Ok, here’s the deal. I have heard this complaint from several different places in the last few days. I am having a “party” on Thursday, some friends coming to try out something that I really like and honestly I want to get some of it free, that’s why women have these “parties” ya’ll. I’ve also got an event at church that I am attending and I had a friend who had a celebration of an awesome accomplishment. People were invited. Plans were or are being made to ensure there are enough seating, refreshment and even prizes, but here is the problem. People who don't RSVP.

RSVP is French for "Répondez s'il vous plaît". Translation, “Please respond”.

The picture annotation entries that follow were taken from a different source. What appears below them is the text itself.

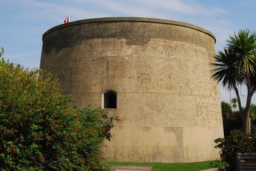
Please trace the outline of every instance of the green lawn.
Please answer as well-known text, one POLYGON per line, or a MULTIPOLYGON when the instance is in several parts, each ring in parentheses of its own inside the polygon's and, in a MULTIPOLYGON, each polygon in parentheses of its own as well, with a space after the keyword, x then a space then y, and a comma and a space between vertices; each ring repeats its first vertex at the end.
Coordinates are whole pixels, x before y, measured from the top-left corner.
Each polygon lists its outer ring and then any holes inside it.
POLYGON ((216 167, 210 163, 215 163, 215 161, 180 163, 108 162, 108 166, 109 168, 116 165, 152 166, 152 171, 198 171, 216 167))

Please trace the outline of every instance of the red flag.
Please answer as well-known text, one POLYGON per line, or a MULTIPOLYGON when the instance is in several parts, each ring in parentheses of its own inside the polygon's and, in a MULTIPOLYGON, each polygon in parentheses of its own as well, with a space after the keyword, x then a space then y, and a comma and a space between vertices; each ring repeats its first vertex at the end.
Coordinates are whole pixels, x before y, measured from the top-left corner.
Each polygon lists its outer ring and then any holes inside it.
POLYGON ((69 18, 70 18, 70 14, 68 14, 68 16, 66 18, 66 19, 64 20, 64 21, 63 22, 63 24, 67 24, 69 22, 69 18))

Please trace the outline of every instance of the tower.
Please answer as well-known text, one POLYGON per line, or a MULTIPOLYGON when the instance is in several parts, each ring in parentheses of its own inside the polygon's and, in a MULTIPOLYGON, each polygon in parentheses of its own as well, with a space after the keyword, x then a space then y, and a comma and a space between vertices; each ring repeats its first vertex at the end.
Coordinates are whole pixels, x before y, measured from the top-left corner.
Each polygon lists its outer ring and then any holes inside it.
POLYGON ((210 160, 223 136, 209 66, 215 43, 210 32, 182 22, 86 19, 43 34, 40 68, 56 74, 80 106, 122 119, 103 150, 109 160, 210 160))

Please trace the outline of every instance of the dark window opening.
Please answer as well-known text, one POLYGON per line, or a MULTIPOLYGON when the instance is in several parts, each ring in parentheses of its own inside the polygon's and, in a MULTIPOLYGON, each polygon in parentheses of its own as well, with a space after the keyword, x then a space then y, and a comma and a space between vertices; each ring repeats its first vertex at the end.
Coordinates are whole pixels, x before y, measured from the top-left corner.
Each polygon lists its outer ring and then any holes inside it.
POLYGON ((103 93, 103 108, 116 108, 116 93, 108 90, 103 93))

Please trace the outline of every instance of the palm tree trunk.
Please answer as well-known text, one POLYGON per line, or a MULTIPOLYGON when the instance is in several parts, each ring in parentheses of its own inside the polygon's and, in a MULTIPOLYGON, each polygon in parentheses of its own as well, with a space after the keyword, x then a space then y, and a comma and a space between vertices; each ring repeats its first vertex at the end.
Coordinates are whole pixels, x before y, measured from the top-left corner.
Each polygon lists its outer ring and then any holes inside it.
POLYGON ((237 95, 237 98, 238 107, 239 107, 239 110, 240 112, 240 116, 241 116, 241 119, 242 119, 242 131, 244 133, 250 133, 250 123, 249 123, 250 122, 250 119, 249 119, 250 118, 250 103, 251 103, 252 93, 250 90, 249 90, 250 89, 248 89, 247 98, 247 100, 246 100, 246 107, 245 107, 245 110, 242 110, 241 99, 240 99, 240 96, 239 95, 238 89, 235 86, 234 86, 234 89, 235 89, 235 94, 237 95))

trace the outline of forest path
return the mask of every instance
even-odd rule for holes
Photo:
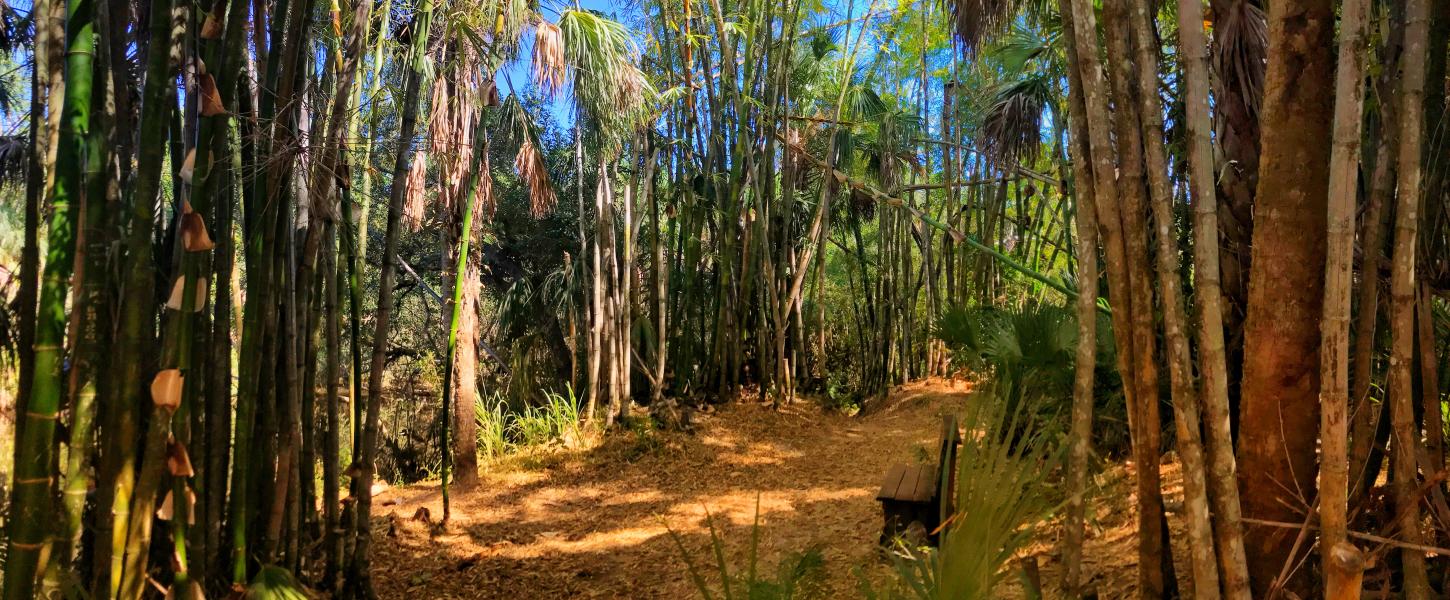
[[[882,474],[934,454],[941,414],[966,397],[960,383],[915,383],[858,417],[731,403],[697,413],[692,435],[625,433],[532,470],[486,468],[481,486],[452,494],[436,533],[412,519],[442,514],[436,484],[393,488],[378,499],[373,581],[380,597],[409,600],[696,597],[666,528],[709,578],[709,510],[731,568],[745,568],[758,494],[760,570],[816,546],[826,597],[854,597],[854,571],[883,568]]]

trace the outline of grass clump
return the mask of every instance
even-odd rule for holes
[[[705,523],[710,530],[712,564],[703,567],[709,570],[718,586],[710,586],[705,580],[702,567],[696,564],[696,557],[684,546],[684,539],[674,529],[668,529],[670,539],[674,541],[680,558],[684,561],[690,583],[705,600],[805,600],[818,599],[825,594],[825,555],[821,548],[812,546],[786,555],[773,574],[760,571],[760,496],[755,496],[755,520],[750,526],[750,551],[745,557],[744,568],[731,568],[725,559],[725,536],[715,526],[715,516],[705,512]]]

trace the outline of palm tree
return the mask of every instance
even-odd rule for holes
[[[1333,38],[1333,1],[1270,4],[1238,436],[1240,484],[1256,490],[1244,497],[1247,517],[1298,520],[1314,501]],[[1304,577],[1279,581],[1292,536],[1246,533],[1254,596],[1306,593]]]

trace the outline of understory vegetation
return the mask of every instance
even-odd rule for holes
[[[28,0],[0,49],[3,600],[376,599],[390,486],[465,543],[505,471],[924,380],[960,449],[860,594],[1085,596],[1109,470],[1122,593],[1450,593],[1450,1]],[[705,528],[705,597],[838,590]]]

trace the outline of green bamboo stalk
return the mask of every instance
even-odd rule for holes
[[[387,30],[390,30],[389,29],[389,23],[392,22],[392,17],[393,17],[393,0],[383,0],[383,7],[381,9],[383,9],[383,13],[381,13],[383,19],[381,19],[381,23],[378,25],[378,30],[380,32],[387,32]],[[362,87],[367,86],[367,100],[368,100],[368,106],[370,106],[370,110],[368,110],[368,136],[371,136],[374,133],[376,123],[377,123],[378,90],[381,90],[381,86],[383,86],[383,80],[381,80],[380,74],[383,72],[383,64],[387,61],[387,55],[384,52],[386,43],[387,43],[387,36],[386,35],[378,35],[377,36],[377,43],[373,46],[373,65],[370,68],[368,78],[365,81],[361,80],[361,78],[360,80],[354,80],[352,106],[357,106],[357,107],[362,106],[361,104],[361,101],[362,101],[362,97],[361,97],[362,96]],[[358,68],[361,70],[362,65],[358,65]],[[348,139],[349,141],[358,139],[358,129],[361,126],[360,123],[361,123],[361,119],[352,119],[351,113],[349,113],[349,123],[348,123]],[[352,443],[352,461],[358,461],[358,459],[362,458],[362,454],[361,454],[362,443],[361,443],[361,441],[362,441],[362,419],[364,419],[364,414],[362,414],[362,403],[358,400],[362,396],[362,348],[361,348],[361,345],[362,345],[362,336],[361,336],[361,328],[358,325],[358,320],[361,319],[360,307],[362,306],[362,284],[361,284],[361,278],[358,275],[358,264],[367,264],[367,226],[368,226],[367,220],[368,220],[368,212],[370,212],[368,209],[373,204],[373,145],[371,143],[362,143],[361,146],[362,146],[362,155],[358,158],[357,164],[360,165],[360,171],[361,171],[360,196],[361,196],[362,206],[361,206],[360,216],[357,217],[355,222],[352,219],[352,206],[351,206],[352,203],[351,203],[351,200],[348,200],[349,190],[347,187],[342,190],[342,194],[344,194],[344,200],[342,200],[342,220],[345,223],[345,233],[347,233],[347,241],[348,241],[348,257],[347,257],[347,259],[348,259],[348,310],[351,312],[351,316],[348,319],[349,320],[348,329],[349,329],[349,335],[352,338],[351,339],[351,346],[352,346],[352,393],[349,394],[349,399],[351,399],[351,403],[352,403],[352,417],[351,417],[351,425],[352,425],[352,432],[351,432],[352,433],[352,441],[351,441],[351,443]],[[344,157],[347,157],[347,154],[344,154]],[[348,170],[342,170],[341,172],[349,172],[349,171]]]
[[[151,4],[152,30],[167,30],[171,23],[171,0]],[[151,265],[152,207],[160,191],[164,162],[167,122],[174,93],[170,70],[170,36],[152,39],[146,54],[146,84],[141,106],[141,145],[136,155],[135,193],[130,201],[130,230],[126,238],[128,270],[120,303],[117,346],[126,351],[115,371],[115,387],[120,390],[120,407],[115,414],[116,480],[112,500],[110,575],[107,597],[120,593],[126,575],[126,542],[130,533],[130,504],[136,478],[136,426],[145,394],[145,352],[151,341],[151,319],[155,314],[155,275]],[[149,520],[149,514],[139,520]],[[132,577],[138,577],[132,572]],[[100,591],[100,590],[99,590]]]
[[[389,326],[393,313],[393,262],[397,257],[397,238],[402,229],[403,197],[406,186],[402,181],[413,162],[413,133],[418,130],[419,88],[422,87],[428,38],[432,32],[434,1],[420,0],[413,16],[413,46],[409,52],[407,84],[403,91],[403,119],[399,128],[397,159],[393,165],[393,190],[387,206],[387,230],[383,242],[383,270],[378,275],[378,297],[376,330],[373,332],[373,359],[368,371],[367,422],[362,426],[362,451],[358,461],[358,477],[352,480],[352,494],[357,499],[354,529],[357,535],[352,562],[348,567],[345,591],[357,597],[371,597],[368,545],[371,542],[373,472],[377,454],[378,416],[383,400],[383,370],[387,364]]]
[[[41,303],[36,312],[35,374],[25,416],[25,430],[16,445],[20,461],[14,465],[12,491],[13,517],[4,567],[4,597],[22,600],[33,596],[35,574],[45,548],[46,523],[51,520],[51,486],[55,457],[55,422],[61,404],[61,362],[65,338],[65,297],[70,291],[72,254],[75,252],[75,199],[83,193],[86,146],[90,138],[91,64],[96,30],[90,0],[71,0],[67,16],[67,84],[61,117],[61,142],[55,165],[49,235]]]

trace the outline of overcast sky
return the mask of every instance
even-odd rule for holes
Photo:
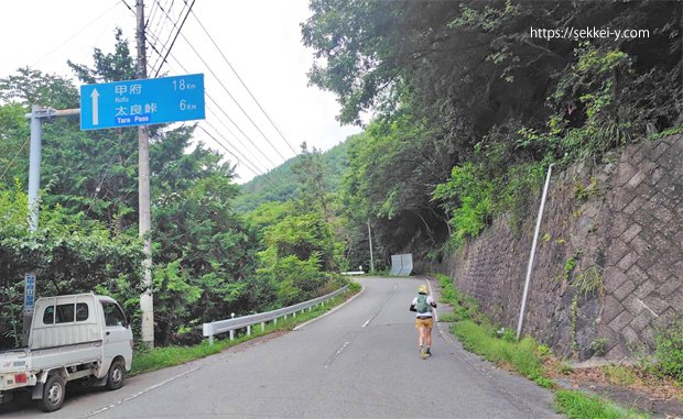
[[[135,0],[126,2],[134,10]],[[178,19],[185,2],[144,0],[144,3],[145,18],[150,20],[148,32],[156,38],[152,43],[162,49],[164,44],[170,45],[166,40],[172,34],[172,21]],[[187,18],[182,30],[186,40],[183,36],[177,38],[171,51],[174,58],[169,58],[162,71],[169,76],[182,75],[185,70],[205,74],[206,93],[217,104],[206,98],[207,118],[200,126],[237,155],[238,181],[250,179],[254,176],[253,172],[264,173],[273,168],[294,153],[249,97],[198,22],[294,150],[299,151],[302,141],[310,146],[328,150],[347,135],[360,131],[357,126],[339,126],[335,120],[338,113],[335,97],[307,86],[306,71],[311,67],[313,52],[303,46],[300,27],[300,23],[311,14],[306,0],[196,0],[193,11],[198,21],[192,14]],[[117,26],[123,30],[124,37],[130,42],[131,53],[135,52],[135,16],[120,0],[12,1],[3,4],[2,14],[0,77],[14,74],[19,67],[25,66],[73,77],[66,60],[91,65],[94,47],[105,53],[112,52]],[[158,60],[156,54],[150,49],[148,57],[150,65]],[[239,110],[226,89],[265,139]],[[224,112],[239,129],[228,121]],[[227,154],[202,130],[196,131],[195,139]],[[228,154],[227,157],[236,162],[235,156]]]

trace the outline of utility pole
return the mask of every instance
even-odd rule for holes
[[[40,214],[41,189],[41,155],[43,147],[43,120],[55,117],[76,117],[79,109],[55,110],[43,108],[40,104],[31,106],[31,113],[25,117],[31,120],[31,145],[29,147],[29,231],[37,230]],[[29,331],[33,321],[33,305],[35,302],[36,274],[31,269],[24,275],[24,304],[21,343],[29,344]]]
[[[370,219],[368,219],[368,240],[370,240],[370,274],[375,273],[375,260],[372,258],[372,230],[370,229]]]
[[[135,0],[138,16],[138,78],[147,78],[147,51],[144,46],[144,0]],[[144,293],[140,296],[142,311],[142,342],[154,348],[154,300],[152,298],[152,216],[150,209],[150,139],[147,126],[138,126],[138,201],[139,233],[144,240]]]

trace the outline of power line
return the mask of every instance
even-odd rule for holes
[[[194,0],[193,0],[193,4],[194,4]],[[166,15],[166,18],[169,18],[169,15]],[[282,155],[282,153],[280,153],[280,150],[278,150],[278,147],[275,147],[273,145],[273,143],[268,139],[268,136],[265,136],[265,134],[263,133],[263,131],[261,131],[261,129],[259,128],[259,125],[253,122],[253,120],[251,119],[251,117],[249,117],[249,114],[247,113],[247,111],[245,111],[245,109],[242,108],[241,104],[239,104],[239,102],[237,101],[237,99],[235,99],[235,97],[232,96],[232,93],[230,93],[230,91],[228,90],[228,88],[225,86],[225,84],[223,82],[223,80],[216,75],[216,73],[214,73],[214,70],[212,69],[212,67],[208,65],[208,63],[206,63],[206,60],[204,59],[204,57],[202,57],[202,55],[197,52],[197,49],[194,47],[194,45],[187,40],[187,37],[178,32],[178,34],[183,37],[183,40],[187,43],[187,45],[189,46],[189,48],[195,53],[195,55],[199,58],[199,60],[202,60],[202,63],[206,66],[206,68],[209,70],[209,73],[214,76],[214,78],[216,79],[216,81],[218,81],[218,84],[220,85],[220,87],[223,87],[223,89],[226,91],[226,93],[228,93],[228,96],[230,97],[230,99],[232,99],[232,101],[235,102],[235,104],[237,104],[237,107],[239,108],[240,111],[242,111],[242,113],[245,114],[245,117],[247,117],[247,119],[249,120],[249,122],[251,122],[251,124],[257,129],[257,131],[261,134],[261,136],[263,136],[263,139],[268,142],[268,144],[270,144],[270,146],[275,151],[275,153],[278,153],[278,155],[283,159],[286,161],[288,158],[284,157]]]
[[[175,63],[181,67],[183,71],[188,73],[185,66],[183,66],[183,64],[181,64],[181,62],[173,54],[171,54],[171,58],[175,60]],[[263,156],[263,158],[265,158],[271,165],[277,166],[275,163],[273,163],[273,161],[271,161],[270,157],[268,157],[268,155],[251,140],[251,137],[247,135],[247,133],[237,124],[237,122],[235,122],[232,118],[228,115],[228,113],[218,104],[218,102],[214,100],[214,98],[208,92],[205,92],[205,95],[207,99],[218,108],[220,113],[223,113],[225,118],[227,118],[227,120],[230,121],[230,123],[235,125],[235,128],[237,128],[237,130],[245,136],[245,139],[247,139],[247,141]],[[238,139],[235,134],[232,134],[232,136]]]
[[[83,31],[85,31],[86,29],[88,29],[90,25],[93,25],[95,22],[97,22],[98,20],[102,19],[105,15],[109,14],[109,12],[115,9],[117,7],[117,4],[119,3],[119,1],[117,0],[109,9],[105,10],[101,14],[99,14],[97,18],[93,19],[88,24],[86,24],[85,26],[83,26],[82,29],[79,29],[78,31],[76,31],[73,35],[71,35],[69,37],[67,37],[64,42],[62,42],[59,45],[55,46],[54,48],[52,48],[52,51],[50,51],[47,54],[43,55],[42,58],[40,58],[39,60],[36,60],[35,63],[31,64],[29,66],[29,68],[33,68],[35,67],[37,64],[42,63],[43,59],[47,58],[48,56],[51,56],[52,54],[54,54],[57,49],[59,49],[61,47],[63,47],[64,45],[66,45],[68,42],[71,42],[74,37],[76,37],[77,35],[79,35]]]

I know I have sent out invites in several different ways and all people have to do is check their calendar and check off Yes, No, or Maybe so that I can be prepared. People don’t get upset if you say no. We all know people either aren’t interested or might have a scheduling conflict. That’s fine, but here is my question…Are we so busy with our lives, running around in a million directions, that we have lost our common courtesy? Courtesy is all about respect. I was raised to say Yes Ma’am and No Ma’am, please and thank-you, and to let someone know if I can or cannot attend a function where my presence has been requested.

This isn’t just about a party that I am having. People cry out that they are lonely, that no one cares, but we are a people who are all the time consuming and our biggest consumer is being busy and focusing only on the “I”. We have to climb out from behind the Iphone, the Ipad, and take off the Ipod and interact with real live breathing people. We are losing our social skills byte by byte. We are becoming a society that responds to life in 140 characters or less and we find out about others by reading their Facebook status updates.

I’m not saying that media is a bad thing. I have FB, I have a blog (which you know if you are reading this), and I have texting and messengers and voice mail, but am I the only one that is feeling the disconnect while being plugged into 10 different things?

These are all wonderful tools. But just like the television, video games, sports, etc. it all depends on how it is used and everything that God can use for good, satan can and will pervert. We have to wake up and become aware. Are we replacing real life conversation with a keypad and a monitor and if so why? Are we afraid? Are we so busy that we no longer have time for chats on the front porch or coffee without being plugged in just in case we miss something?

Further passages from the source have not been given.